19:30, tekrar uçaktayız. Her an iptal olabileceği ihtimaline kendimi hazırlamak için elim kemerimde bekliyorum. Ve 19:45’te kalkıyor uçak. Aslıhan ve Beril eşgüdümlü olarak Orhan Pamuk Kar’ı okuyorlar, ben yine Lombak, Dilek uyku peşinde.

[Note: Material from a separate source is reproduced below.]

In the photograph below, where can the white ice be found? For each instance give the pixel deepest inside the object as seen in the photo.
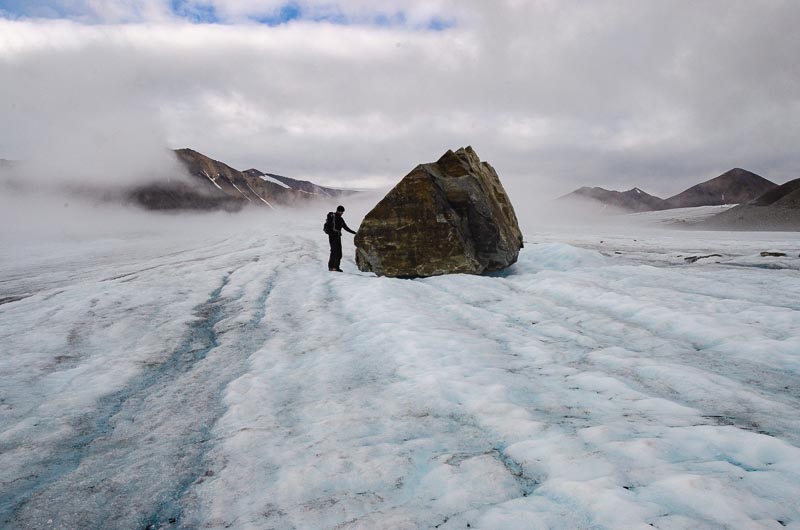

22:00, Erzurum Havaalanınayız. Hava süper soğuk. Dışarıda bizi bekleyen otobüse biner binmez kafayı koltuğa vurup sızıyorum. Bir zaman sonra Aslıhan dürterek uyandırıyor gökyüzünü göstererek. Şimdiye kadar yalnızca bir kere Kelebekler Vadisi’nde gördüğüm güzellikte bir yıldız şöleni var yukarıda. Karlı dağların arasında, üzerinde, işlenmiş gibi ahenk içinde milyonlarca yıldız. Aslıhan heyecan içinde. Yarı baygın bakıyorum yukarı, büyülenip tekrar dalıyorum uykuya, Aslıhan yine dürtüyor, yine bakıyorum, yine düşüyorum. Bir süre sonra otobüs aniden durup U çekiyor ve geri gitmeye başlıyor. Bizim ekibin devamını taşıyan arkamızdaki minibüs yolda kalmış. 20 dakika geri gittikten sonra -18 derecede halay çeken bir güruhla karşılaşıyoruz. Donmamak için hareket etmeye ya da donarken mutlu olmaya falan karar vermişler herhalde, otobüse atlıyorlar, gidiyoruz.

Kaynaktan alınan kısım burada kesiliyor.